My company has selected AWS to be its cloud provider. This is brand new territory for me. As I begin to use each service, I’ll capture what I learn here.
My focus is going to be on a small subset of AWS. On first logging into the AWS dashboard and clicking the services button, the array of offerings appears overwhelming. They seem to have a service to cater for everything that is possible in the cloud, from big data analytics and learning to massively parallel processing of data.
The latter is what my company will be concentrating on, creating a suite of ETL (Extract, transform, Load) jobs to move data around. In this first phase, we will be migrating an entire system from the in-house ETL using IBM’s Data Stage to Glue jobs built on AWS.
Some of the technologies that we will use are AWS Glue, AWS S3, AWS Code Commit, AWS Cloud Formation and AWS Redshift. (From now on I’ll omit the AWS from the name of each trade marked offering.)
The company has already built a number of these ETL processes either as proof of concept of for actual business purposes.
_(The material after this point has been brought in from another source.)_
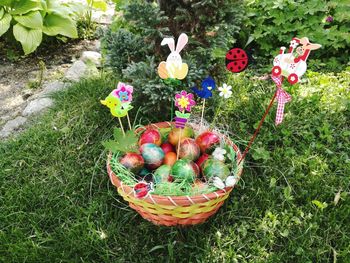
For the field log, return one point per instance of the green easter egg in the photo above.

Now we are extending this capability out to the rest of the development team, quite a learning curve for those of us with a pure Java development background.
Identity and Access Management (IAM)
Our business spans five countries, and will soon enter new ones through company acquisition. The consolidation of insurance companies requires that we make savings by having one group sanctioned way of doing things for each business application.
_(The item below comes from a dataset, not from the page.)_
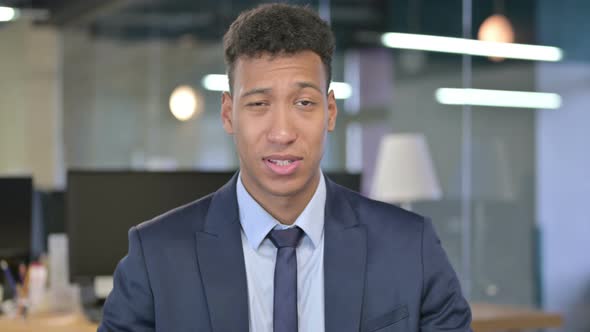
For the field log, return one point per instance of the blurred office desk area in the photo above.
(48, 323)
(494, 318)
(486, 318)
For example, we will have a single accounting platform, single HR systems, one issue ticketing system across all companies. The data that can be extracted from these sources will play a key role in managing the business.
The cloud will form central area where similar information from each unit is transferred. Some data transformation and normalisation will occur there before being analysed or fed onto satellite systems.
The problem we face is that it may not always be correct to allow different units to see the information from others, but the group itself will need access to everything. That‘s where IAM comes in.
With IAM we can control access to our resources and services that we build in the cloud. Access can be granted with specific, fine grained control or using broad, company wide policies.
Glue is the ETL service provided on AWS. When activated, a Glue job will provision the resources it needs, configure and scaled appropriately and run the job. It is scalable, with the ability to increase to many parallel processing units depending on the job requirements.
At the time of writing glue supports Scala and Python with Apache Spark as the underlying technology for managing the highly parallel processing. We will be using Python to develop the jobs.
Ultimately the data that we store in the cloud will be in a data warehouse upon which various business functions run reports to manage and direct the business; this is where Redshift comes in.
Redshift makes it easy to provision for capacity, monitoring and backup strategies. It is scalable to meet the demands of the business and offers a high level of security.
Redshift prides itself on being the most performant data warehousing technology on offer. It is also relatively cheap compared to other cloud based services (at least according to the blurb on their website).
S3 (Simple Storage Service) is basically data storage in the cloud that has a few key attributes. Secure and scalable with replication to protect against failures, and it is relatively cheap. It can host parquet files that can be accessed through Redshift, thus providing a cheap database.
We will be consuming files generated from a mainframe system rather than interacting directly with it. The source files are going to be archived after processing for audit purposes. S3 is where they will arrive to be read and where they will reside in archive.
S3 will also house any database parquet files that serve databases that do not need fast response times. When we process the mainframe files initially, they will sit in S3 before further processing.
For source code management we will use Code Commit, the AWS Git offering. It provides an interface, similar to GitHub or other competitors, to view the code, see past revisions and manage comments and pull requests.
Cloud Formation will allow us to provision the resources necessary to put everything together. It is configuration as code to create and tear down environments, code and data. It can allow us to quickly create development or test versions of production, using the same configuration, thus making it easy to keep the environment similar.
Serverless computing is becoming the next big thing. If you have some code that you need to run and it doesn’t rely on permanent resources, you can use Lambda to run it on demand. No server maintenance to worry about. No patching cycles. No need to fret of idle CPU cycles when your code is not in use.
You only get charged for the compute time when the code is running. This makes smaller sized jobs perfect for Lambda. Triggering your code can be achieved by using some of the other services available from AWS, for example, HTTP endpoints.
We have a number of small sized ETL jobs that are a good fit for Lambda. These would generally take less than a few minutes to run, so the overhead of provisioning a server for a Glue job would only cause delay. Instead the code to transfer the data will reside in a Lambda function.
Lambada is also available in the free tier to try out. At the moment you can use one million requests per month before charging kicks in. This should be ample to get most proof of concept and initial offerings up and running. Lambda is still relatively cheap after that point also.
There is quite a lot to take in when you first log into the AWS web console. Simply click on the Services menu item and a huge array of existing services show up.
All of these are being actively developed at the moment, and new ones are being added all the time. One such recent addition is the Well-Architected Tool, that walks you through the process of evaluating or designing a best practice cloud platform.
I hope to get some experience in each of the areas mentioned above and some others, and I will post my experiences and learnings. The pace of change in this sphere is fast, new technology is coming on-line all the time and old offerings are dying away. Watch this space.